The (research) definition of insanity?
This morning I had a deeply satisfying research session. I sketched out plans for a new testbed (related to the grant application I’m working on currently). I defined “roles” for each system within the testbed. I identified the main research questions, and even set next steps. I was feeling good.
One of the “next steps” involves solving a rather tricky problem…one that sounded familiar. On a hunch, I went back into my research notebooks….and found notes on the same tricky problem, from at least three different occasions, dating back to the spring of 2010. A tricky problem that, obviously, still remains unsolved, despite my best efforts.
The famous quote by Albert Einstein states that “insanity is doing the same thing over and over again and expecting different results.” Clearly solving this problem is necessary to moving this particular line of research forward. Clearly I’ve not been able to jump this hurdle in the past. Does this mean I’m foolish for trying again?

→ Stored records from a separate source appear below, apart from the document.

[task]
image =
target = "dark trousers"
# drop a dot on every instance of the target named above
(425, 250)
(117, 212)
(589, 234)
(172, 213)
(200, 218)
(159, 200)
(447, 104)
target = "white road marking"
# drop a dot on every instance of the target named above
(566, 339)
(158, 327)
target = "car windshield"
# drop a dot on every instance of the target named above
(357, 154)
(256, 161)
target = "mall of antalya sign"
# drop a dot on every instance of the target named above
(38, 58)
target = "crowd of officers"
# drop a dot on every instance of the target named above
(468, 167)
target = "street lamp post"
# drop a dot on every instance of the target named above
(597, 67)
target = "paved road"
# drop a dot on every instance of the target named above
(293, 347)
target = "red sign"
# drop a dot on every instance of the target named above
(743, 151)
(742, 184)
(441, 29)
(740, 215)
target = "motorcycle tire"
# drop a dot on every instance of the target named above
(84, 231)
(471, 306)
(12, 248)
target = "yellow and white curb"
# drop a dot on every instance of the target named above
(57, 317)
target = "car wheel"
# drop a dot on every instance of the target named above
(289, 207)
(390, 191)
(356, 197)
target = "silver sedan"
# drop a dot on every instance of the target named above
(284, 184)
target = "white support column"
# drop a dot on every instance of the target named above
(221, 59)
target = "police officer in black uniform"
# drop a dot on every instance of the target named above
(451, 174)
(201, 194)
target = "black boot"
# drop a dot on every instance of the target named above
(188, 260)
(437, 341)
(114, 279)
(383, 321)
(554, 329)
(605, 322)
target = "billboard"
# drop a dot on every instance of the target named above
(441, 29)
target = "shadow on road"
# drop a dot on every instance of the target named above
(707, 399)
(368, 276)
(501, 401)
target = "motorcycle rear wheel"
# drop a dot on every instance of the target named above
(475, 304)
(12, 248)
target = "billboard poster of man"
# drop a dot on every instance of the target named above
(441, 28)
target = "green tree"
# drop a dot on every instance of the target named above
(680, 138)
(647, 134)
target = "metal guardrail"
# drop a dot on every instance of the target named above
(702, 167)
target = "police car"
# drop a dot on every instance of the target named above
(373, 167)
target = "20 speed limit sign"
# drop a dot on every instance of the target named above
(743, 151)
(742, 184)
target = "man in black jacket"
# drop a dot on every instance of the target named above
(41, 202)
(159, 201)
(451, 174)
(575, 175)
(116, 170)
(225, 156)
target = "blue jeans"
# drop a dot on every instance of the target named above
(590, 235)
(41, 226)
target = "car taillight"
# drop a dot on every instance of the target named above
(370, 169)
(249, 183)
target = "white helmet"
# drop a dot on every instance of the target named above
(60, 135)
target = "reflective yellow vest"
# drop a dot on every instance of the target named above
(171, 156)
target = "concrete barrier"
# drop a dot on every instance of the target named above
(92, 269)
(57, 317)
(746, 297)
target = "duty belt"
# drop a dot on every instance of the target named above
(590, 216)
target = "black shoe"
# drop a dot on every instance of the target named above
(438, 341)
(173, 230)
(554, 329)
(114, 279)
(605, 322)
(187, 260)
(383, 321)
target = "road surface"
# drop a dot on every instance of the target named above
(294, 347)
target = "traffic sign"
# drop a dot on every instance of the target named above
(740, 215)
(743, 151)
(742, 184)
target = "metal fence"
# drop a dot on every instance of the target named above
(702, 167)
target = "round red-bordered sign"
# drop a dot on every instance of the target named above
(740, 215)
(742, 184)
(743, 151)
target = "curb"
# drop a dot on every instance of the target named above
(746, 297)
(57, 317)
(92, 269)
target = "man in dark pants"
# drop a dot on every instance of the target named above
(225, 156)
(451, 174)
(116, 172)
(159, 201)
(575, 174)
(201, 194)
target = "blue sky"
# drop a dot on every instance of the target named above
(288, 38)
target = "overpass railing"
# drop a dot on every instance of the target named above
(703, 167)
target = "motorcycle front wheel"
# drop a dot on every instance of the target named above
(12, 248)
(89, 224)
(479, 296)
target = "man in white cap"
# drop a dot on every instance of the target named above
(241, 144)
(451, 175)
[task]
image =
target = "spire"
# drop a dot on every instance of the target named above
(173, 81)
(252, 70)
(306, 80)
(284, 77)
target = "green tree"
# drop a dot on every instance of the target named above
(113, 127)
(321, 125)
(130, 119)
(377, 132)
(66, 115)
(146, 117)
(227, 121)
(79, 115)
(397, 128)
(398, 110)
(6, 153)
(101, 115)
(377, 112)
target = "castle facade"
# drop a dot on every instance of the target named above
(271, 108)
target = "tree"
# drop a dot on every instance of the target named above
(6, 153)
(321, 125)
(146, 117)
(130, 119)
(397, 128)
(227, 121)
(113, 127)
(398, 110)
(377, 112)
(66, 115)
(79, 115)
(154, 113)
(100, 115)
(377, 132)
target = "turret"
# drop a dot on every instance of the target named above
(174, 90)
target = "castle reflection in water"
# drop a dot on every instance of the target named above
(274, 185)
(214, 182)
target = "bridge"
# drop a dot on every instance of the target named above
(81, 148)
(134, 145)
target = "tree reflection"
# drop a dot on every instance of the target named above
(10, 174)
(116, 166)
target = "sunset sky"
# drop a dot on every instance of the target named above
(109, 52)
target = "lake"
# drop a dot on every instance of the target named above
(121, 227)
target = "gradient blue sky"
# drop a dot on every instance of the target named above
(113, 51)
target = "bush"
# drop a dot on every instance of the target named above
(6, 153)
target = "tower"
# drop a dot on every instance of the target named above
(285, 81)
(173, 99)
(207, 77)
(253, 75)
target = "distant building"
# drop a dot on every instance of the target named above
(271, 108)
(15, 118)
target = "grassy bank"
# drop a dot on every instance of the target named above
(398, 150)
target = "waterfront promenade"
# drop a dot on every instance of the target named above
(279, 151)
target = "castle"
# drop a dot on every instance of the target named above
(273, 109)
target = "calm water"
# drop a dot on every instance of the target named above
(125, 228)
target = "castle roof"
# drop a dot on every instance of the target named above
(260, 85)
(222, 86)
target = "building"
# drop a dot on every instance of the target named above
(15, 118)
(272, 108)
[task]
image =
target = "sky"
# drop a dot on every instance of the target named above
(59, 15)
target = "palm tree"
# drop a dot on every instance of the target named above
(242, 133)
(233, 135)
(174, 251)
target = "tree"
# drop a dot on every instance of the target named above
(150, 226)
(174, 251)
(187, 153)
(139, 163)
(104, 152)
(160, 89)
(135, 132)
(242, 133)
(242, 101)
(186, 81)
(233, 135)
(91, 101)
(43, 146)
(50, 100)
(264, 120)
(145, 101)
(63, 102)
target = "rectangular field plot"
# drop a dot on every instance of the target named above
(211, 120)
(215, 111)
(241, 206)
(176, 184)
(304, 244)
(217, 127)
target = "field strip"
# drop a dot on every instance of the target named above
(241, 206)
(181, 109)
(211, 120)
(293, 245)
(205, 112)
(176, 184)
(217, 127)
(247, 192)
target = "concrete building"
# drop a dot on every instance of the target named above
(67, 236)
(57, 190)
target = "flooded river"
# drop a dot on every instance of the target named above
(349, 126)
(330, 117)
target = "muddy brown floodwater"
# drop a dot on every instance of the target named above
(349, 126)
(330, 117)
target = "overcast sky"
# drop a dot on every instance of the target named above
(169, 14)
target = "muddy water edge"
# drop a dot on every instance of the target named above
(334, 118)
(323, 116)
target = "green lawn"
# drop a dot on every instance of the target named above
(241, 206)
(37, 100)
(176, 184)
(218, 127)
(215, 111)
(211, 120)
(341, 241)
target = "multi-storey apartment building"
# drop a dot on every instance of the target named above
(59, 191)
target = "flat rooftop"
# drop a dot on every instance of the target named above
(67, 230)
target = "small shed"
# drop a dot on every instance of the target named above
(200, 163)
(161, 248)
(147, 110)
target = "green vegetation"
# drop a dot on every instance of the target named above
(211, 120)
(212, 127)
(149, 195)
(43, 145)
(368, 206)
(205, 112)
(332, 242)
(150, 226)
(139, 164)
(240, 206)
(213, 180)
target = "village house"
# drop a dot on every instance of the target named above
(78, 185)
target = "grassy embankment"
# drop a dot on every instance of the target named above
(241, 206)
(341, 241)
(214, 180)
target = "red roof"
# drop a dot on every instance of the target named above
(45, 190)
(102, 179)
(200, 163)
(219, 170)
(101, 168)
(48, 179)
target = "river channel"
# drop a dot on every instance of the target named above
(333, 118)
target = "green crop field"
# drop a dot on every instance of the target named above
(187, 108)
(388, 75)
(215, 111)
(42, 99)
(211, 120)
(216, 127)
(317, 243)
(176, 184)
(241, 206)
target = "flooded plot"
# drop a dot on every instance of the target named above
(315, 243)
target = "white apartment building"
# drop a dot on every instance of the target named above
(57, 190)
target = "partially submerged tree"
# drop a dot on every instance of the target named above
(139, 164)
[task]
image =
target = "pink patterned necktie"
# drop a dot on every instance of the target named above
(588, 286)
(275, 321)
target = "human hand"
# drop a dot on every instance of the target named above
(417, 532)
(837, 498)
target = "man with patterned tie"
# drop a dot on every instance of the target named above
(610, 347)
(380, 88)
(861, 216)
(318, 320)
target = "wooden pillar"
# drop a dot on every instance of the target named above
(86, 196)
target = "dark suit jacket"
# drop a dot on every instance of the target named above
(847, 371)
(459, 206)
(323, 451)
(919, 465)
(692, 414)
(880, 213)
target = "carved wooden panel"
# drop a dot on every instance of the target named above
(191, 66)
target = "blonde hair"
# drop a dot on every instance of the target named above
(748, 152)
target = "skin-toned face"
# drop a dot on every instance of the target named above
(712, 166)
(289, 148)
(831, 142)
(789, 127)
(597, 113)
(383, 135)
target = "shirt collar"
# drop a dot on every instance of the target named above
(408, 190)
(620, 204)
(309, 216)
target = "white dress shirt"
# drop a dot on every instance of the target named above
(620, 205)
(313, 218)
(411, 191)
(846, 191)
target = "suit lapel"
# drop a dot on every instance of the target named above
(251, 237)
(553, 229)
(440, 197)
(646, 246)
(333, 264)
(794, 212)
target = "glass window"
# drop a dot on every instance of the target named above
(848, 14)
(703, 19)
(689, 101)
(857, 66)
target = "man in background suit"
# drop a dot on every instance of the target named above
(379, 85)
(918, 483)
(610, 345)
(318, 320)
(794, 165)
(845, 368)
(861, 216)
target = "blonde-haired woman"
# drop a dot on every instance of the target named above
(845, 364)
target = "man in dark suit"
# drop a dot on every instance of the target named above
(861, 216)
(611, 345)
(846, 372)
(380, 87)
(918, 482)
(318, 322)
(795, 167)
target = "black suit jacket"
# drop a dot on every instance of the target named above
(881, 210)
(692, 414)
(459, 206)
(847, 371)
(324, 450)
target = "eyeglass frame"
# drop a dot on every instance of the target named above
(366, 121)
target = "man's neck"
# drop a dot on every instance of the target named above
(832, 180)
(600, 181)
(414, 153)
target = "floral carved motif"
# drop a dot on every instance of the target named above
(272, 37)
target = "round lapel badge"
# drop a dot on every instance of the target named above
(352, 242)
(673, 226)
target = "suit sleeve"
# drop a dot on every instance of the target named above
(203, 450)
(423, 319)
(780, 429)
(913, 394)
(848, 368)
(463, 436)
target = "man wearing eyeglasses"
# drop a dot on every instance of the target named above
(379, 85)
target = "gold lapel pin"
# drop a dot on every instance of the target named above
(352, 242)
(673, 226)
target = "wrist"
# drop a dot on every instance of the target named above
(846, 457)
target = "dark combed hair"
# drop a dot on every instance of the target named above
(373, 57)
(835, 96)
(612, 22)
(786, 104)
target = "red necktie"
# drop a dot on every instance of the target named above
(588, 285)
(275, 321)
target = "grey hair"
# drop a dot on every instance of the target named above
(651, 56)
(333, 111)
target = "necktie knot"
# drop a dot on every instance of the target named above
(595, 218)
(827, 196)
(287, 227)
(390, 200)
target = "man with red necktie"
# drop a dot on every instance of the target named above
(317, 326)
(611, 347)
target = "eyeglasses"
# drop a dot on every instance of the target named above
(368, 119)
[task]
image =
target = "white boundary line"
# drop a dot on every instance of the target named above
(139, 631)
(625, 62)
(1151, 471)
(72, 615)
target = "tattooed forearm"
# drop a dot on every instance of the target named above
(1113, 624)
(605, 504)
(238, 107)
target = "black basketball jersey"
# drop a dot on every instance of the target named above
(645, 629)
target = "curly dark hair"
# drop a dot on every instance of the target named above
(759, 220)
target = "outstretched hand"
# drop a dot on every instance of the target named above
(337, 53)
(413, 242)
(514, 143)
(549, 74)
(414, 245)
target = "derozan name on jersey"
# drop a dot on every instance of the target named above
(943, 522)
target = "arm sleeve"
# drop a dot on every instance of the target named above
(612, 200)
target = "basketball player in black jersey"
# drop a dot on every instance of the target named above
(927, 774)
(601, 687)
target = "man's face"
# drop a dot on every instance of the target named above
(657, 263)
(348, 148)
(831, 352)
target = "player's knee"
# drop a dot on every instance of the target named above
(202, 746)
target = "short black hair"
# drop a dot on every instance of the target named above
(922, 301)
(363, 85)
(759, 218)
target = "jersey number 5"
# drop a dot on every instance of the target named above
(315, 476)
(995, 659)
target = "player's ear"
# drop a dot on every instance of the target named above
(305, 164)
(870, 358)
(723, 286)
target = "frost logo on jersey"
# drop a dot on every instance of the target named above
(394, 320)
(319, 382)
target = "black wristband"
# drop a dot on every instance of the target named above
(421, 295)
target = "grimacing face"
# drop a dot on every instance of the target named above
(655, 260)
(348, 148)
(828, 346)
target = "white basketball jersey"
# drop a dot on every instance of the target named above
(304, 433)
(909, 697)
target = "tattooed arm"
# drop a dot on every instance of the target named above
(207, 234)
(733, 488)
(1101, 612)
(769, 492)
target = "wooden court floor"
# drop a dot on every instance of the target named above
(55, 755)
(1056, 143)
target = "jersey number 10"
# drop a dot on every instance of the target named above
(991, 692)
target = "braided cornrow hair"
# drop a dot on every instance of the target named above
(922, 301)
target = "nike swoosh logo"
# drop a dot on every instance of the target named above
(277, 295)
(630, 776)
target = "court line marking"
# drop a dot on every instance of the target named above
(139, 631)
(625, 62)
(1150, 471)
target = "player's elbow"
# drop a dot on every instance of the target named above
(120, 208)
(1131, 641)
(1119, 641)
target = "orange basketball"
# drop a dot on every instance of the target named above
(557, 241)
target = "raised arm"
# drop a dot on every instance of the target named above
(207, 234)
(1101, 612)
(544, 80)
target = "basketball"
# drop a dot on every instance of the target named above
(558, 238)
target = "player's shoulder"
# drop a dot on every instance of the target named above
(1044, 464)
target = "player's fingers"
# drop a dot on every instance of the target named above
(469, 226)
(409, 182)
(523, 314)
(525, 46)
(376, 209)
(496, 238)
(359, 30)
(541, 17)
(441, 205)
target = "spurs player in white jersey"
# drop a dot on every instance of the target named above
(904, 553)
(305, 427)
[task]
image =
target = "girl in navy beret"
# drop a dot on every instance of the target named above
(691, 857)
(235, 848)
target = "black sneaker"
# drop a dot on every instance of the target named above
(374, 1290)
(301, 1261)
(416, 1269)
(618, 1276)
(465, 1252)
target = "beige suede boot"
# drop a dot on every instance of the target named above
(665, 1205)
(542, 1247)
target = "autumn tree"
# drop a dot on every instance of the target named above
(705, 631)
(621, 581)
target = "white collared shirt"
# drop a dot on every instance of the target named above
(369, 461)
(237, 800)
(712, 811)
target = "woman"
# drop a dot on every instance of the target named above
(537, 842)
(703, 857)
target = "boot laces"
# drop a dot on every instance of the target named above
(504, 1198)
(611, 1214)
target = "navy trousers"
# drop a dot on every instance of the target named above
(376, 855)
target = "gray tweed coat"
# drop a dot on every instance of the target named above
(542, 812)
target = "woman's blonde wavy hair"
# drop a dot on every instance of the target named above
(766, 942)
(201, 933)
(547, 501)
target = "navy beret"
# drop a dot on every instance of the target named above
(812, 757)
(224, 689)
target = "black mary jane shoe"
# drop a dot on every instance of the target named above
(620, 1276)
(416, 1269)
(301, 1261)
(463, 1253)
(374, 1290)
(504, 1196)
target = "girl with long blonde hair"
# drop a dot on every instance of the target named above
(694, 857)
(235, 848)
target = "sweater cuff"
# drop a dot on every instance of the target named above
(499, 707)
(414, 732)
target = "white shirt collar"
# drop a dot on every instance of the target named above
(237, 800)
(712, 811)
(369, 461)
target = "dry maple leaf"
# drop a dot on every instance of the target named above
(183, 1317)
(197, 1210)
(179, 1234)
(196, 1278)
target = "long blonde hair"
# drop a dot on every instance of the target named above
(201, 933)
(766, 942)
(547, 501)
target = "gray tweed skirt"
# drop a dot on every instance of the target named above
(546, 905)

On the surface, yes, I am crazy for repeating my past failures. But on the other hand, each one of my previous attempts taught me something about the problem, something which I applied the next time to the problem. And each previous attempt also taught me that I was not quite ready to solve the problem—I didn’t have enough information, didn’t know enough about how the system I’m designing and developing behaves. In the interim, while I was off solving other problems and tinkering with the system, I gained (or so I’d like to believe) valuable insights and knowledge that should get me closer to the solution.
And then there’s that little thing about how my biggest breakthroughs tend to happen when I revisit old failures…and finally see that little nugget I failed to notice before, the key to solving the problem.
So as usual, I’ll plunge ahead in my normal insane way, trust my instincts, and hope that the fourth time’s the charm.